Jako mała dziewczynka, planowałam sobie dzień mojego ślubu. Rodzice wariowali ze mną. Zabierałam mamie buty i w sklepie wybierałam sobie białe sukienki, a tatę prosiłam, żeby prowadził mnie do ołtarza. Zamęczałam ich w każdej możliwej chwili. Zawsze się śmiał, że żaden nie wytrzyma ze mną, ale jak widać Kilian daje radę. Cały rok planowania i w końcu nadszedł ten upragniony i wymarzony dzień małej Victorii. Świadkową została Cassi, bo Naomi stwierdziła, że nie czuje się na siłach, nie ma pojęcia jak to wszystko działa, więc ustąpiła miejsce mojej przyjaciółce.

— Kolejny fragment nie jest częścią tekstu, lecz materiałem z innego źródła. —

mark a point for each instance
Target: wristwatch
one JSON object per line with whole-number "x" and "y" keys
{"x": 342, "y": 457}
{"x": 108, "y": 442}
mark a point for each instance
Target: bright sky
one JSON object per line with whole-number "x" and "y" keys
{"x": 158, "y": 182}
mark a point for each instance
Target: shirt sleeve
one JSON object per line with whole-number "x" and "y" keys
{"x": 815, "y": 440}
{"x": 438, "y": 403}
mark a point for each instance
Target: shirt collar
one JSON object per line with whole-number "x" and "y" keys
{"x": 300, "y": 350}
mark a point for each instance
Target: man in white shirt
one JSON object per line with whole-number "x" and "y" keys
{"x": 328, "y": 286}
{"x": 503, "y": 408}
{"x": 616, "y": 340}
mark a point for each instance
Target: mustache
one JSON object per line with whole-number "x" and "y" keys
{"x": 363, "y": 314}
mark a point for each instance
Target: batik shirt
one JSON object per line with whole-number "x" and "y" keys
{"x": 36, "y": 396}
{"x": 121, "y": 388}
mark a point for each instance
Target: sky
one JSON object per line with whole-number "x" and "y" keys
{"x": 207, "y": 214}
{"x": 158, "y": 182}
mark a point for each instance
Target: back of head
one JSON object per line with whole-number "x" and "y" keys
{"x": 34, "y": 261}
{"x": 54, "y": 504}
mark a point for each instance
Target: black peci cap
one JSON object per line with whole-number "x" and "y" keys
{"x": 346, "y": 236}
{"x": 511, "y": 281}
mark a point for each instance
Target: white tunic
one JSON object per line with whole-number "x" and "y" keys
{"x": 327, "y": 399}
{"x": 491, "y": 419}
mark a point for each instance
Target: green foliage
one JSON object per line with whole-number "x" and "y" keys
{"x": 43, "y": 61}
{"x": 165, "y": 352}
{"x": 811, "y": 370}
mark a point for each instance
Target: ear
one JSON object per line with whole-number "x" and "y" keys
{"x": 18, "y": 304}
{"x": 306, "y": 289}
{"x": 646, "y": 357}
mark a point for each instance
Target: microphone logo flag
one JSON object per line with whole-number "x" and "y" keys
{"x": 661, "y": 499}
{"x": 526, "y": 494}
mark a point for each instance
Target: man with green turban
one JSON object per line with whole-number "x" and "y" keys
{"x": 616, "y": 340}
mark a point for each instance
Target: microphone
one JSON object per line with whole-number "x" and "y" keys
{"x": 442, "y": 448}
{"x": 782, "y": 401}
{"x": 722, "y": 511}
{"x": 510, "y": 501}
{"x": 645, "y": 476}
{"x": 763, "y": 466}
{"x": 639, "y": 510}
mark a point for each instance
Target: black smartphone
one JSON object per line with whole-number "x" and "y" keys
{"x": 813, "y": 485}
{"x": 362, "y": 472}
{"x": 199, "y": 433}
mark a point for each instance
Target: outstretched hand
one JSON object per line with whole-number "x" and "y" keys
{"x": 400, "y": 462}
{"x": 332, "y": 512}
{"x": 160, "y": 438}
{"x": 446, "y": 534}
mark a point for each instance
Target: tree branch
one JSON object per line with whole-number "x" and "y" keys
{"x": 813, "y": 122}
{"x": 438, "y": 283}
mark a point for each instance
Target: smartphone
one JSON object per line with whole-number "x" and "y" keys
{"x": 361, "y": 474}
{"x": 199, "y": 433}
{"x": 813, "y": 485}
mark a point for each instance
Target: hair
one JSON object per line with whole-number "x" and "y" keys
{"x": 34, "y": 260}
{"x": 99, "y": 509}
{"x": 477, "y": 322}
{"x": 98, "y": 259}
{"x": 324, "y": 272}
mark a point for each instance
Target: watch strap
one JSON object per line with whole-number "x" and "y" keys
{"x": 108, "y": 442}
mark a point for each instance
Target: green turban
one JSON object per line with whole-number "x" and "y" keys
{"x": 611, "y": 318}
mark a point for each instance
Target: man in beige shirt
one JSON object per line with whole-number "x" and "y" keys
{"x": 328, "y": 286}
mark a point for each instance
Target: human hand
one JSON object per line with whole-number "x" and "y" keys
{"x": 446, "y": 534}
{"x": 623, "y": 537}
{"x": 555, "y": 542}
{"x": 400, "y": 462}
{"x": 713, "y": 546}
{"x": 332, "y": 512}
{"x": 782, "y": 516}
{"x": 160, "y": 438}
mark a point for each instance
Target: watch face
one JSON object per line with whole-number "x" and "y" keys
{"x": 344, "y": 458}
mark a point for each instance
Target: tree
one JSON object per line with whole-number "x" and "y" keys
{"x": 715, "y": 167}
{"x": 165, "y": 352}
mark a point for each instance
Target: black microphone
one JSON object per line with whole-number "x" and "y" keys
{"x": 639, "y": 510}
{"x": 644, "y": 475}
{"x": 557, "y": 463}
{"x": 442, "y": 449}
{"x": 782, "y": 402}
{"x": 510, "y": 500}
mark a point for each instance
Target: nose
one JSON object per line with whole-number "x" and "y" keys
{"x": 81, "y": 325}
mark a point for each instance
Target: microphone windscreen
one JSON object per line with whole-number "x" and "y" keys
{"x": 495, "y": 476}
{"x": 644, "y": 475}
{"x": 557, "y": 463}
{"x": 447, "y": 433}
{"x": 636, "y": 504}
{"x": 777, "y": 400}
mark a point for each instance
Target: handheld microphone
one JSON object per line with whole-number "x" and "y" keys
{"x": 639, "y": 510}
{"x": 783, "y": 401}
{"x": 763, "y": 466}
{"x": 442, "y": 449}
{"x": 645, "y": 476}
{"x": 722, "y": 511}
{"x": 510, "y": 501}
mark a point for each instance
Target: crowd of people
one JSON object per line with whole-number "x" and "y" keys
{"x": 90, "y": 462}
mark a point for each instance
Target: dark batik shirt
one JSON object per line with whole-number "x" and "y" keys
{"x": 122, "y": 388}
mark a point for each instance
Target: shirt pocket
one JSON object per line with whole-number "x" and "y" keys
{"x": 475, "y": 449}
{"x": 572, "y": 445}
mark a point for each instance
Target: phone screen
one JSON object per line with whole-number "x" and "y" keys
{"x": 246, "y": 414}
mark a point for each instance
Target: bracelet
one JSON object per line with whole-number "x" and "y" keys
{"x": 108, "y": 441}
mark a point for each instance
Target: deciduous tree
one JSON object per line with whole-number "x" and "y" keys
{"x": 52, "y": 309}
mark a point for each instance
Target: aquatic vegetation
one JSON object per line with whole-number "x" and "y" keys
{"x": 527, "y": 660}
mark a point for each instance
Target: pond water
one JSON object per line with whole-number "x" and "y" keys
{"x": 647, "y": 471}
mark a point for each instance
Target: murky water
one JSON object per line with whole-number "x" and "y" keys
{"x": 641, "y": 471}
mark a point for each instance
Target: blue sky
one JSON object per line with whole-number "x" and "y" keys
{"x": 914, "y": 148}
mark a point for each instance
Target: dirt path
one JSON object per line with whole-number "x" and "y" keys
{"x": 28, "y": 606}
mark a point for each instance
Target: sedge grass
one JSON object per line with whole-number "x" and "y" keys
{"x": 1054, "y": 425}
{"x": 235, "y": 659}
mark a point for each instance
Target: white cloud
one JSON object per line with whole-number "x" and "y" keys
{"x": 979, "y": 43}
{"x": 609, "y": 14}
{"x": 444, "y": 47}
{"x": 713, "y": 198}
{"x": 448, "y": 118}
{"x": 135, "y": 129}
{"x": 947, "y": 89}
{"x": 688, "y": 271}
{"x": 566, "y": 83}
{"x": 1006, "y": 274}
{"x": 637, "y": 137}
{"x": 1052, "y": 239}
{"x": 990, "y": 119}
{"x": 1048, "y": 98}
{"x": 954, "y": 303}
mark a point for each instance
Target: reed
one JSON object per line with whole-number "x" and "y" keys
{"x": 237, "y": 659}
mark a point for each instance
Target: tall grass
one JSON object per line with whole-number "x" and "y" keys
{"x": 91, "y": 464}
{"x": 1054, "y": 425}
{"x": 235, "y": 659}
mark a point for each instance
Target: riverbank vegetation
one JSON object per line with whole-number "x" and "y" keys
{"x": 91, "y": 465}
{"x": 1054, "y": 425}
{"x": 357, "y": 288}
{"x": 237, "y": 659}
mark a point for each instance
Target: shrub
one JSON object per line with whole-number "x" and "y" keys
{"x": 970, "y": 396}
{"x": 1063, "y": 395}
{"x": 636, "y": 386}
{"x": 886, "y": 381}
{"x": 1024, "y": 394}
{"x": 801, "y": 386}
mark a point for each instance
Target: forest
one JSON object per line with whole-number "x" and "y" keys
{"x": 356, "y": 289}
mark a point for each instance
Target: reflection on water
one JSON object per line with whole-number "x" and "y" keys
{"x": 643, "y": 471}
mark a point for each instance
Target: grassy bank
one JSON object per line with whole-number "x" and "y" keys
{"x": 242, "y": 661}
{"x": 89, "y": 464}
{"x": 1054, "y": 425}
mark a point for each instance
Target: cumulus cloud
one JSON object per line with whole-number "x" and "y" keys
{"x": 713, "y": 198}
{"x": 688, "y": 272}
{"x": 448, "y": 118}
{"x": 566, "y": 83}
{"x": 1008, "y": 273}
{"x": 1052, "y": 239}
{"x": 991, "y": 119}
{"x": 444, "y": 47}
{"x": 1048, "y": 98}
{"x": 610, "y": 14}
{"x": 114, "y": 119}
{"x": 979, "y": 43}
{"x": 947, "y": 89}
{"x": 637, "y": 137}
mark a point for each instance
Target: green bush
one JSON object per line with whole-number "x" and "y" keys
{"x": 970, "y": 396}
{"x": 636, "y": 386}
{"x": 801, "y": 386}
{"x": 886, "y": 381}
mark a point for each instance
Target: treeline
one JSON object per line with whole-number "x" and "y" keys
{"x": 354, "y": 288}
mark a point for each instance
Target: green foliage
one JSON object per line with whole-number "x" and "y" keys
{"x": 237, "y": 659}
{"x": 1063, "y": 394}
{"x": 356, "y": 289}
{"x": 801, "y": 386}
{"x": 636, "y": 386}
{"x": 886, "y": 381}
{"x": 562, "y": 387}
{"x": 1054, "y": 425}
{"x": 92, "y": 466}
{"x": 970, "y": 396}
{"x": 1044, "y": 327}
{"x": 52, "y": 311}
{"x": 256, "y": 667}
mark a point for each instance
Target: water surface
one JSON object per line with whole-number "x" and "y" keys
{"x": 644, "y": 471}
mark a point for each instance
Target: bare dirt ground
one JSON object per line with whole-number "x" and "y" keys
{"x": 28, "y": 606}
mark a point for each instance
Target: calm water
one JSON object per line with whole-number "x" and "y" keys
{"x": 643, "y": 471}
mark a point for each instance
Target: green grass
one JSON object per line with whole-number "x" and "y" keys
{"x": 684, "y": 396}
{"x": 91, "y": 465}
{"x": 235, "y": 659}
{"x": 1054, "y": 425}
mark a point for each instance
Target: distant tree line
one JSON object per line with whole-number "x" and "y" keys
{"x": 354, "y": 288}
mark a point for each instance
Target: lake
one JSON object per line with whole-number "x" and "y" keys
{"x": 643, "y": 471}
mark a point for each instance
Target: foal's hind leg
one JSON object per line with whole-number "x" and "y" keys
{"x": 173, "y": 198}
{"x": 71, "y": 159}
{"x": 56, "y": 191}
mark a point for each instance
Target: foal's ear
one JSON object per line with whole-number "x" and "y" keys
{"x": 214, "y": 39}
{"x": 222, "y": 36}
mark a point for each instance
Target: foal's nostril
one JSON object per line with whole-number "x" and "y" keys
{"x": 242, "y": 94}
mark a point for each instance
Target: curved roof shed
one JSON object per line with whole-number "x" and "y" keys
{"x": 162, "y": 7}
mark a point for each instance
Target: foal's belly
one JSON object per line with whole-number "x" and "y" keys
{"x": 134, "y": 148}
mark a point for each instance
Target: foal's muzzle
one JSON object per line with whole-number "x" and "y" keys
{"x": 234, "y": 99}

Stałam właśnie przed lustrem w domu rodziców w przepięknej sukni ślubnej. Była idealna. Góra, była na grubszych ramiączkach i cała z koronki, a dół zwiewny, z seksownym rozcięciem. Dobrane do tego miałam srebrny sandałki. Włosy miałam rozpuszczone, pofalowane i upięte z tyłu, żeby nie wchodziły mi w oczy. Delikatny makijaż z podkreślonymi szminką usta w kolorze nude dopełniał wszystko. Czułam się piękna. Nigdy nie byłam niczego pewniejsza niż tego, że chce wyjść za Kiliana.
- Gotowa? - usłyszałam przyjaciółkę, która właśnie weszła do pokoju z moją siostrą.
- Nie będę bardziej.
- Cudownie wyglądasz siostrzyczko. - wyciągnęłam ręce i od razu się przytuliła.
Czas był, aby w końcu ruszyć na ślub. Naszą ceremonię organizowaliśmy w plenerze. Ślubu udzielić miał nam urzędnik, z wiadomych przyczyn. Kilian już nie mógł stanąć przed ołtarzem, ale nie przeszkadzało mi to. Ważne, że byliśmy razem. Droga mi się dłużyła, a wcale nie było to tak daleko. Dojechaliśmy w końcu i wysiadłam z samochodu, a przy wejściu do ogrodu czekał już na mnie tata, który miał zaprowadzić mnie do ołtarza. Spojrzał na mnie i zauważyłam łzę, która powoli spłynęła po jego policzku. Wyciągnął dłonie w moją stronę, które od razu ujęłam.
- Pięknie wyglądasz córeczko.
- Dziękuję tatuś.
- Chodźmy i nie dajmy Kilianowi więcej czekać.
Tak też zrobiliśmy. Weszliśmy do środka i muzyka zaczęła grać. Mój przyszły mąż czekał na mnie ubrany w czarny smoking, muszkę, buty i białą koszulę. Srebrny zegarek i ułożone włosy oraz przycięty zarost wszystkiego dopełniał. Prezentował się idealnie. Podeszłam bliżej i zauważyłam w jego oczach łzy, muszę przyznać, że sama byłam na granicy płaczu. Wzruszenie dawało o sobie znać, to był bardzo emocjonujący dzień, dla każdego. Tata przekazał mu moją rękę i ustaliśmy oboje przed urzędnikiem. Wszystko było tak pięknie wykończone, wszędzie panowała biel, róż i srebro.
- Świadomy praw i obowiązków wynikających z zawarcia małżeństwa, uroczyście oświadczam, że wstępuję w związek małżeński z Victorią Clark i przyrzekam, że uczynię wszystko, aby nasze małżeństwo było zgodne, szczęśliwe i trwałe.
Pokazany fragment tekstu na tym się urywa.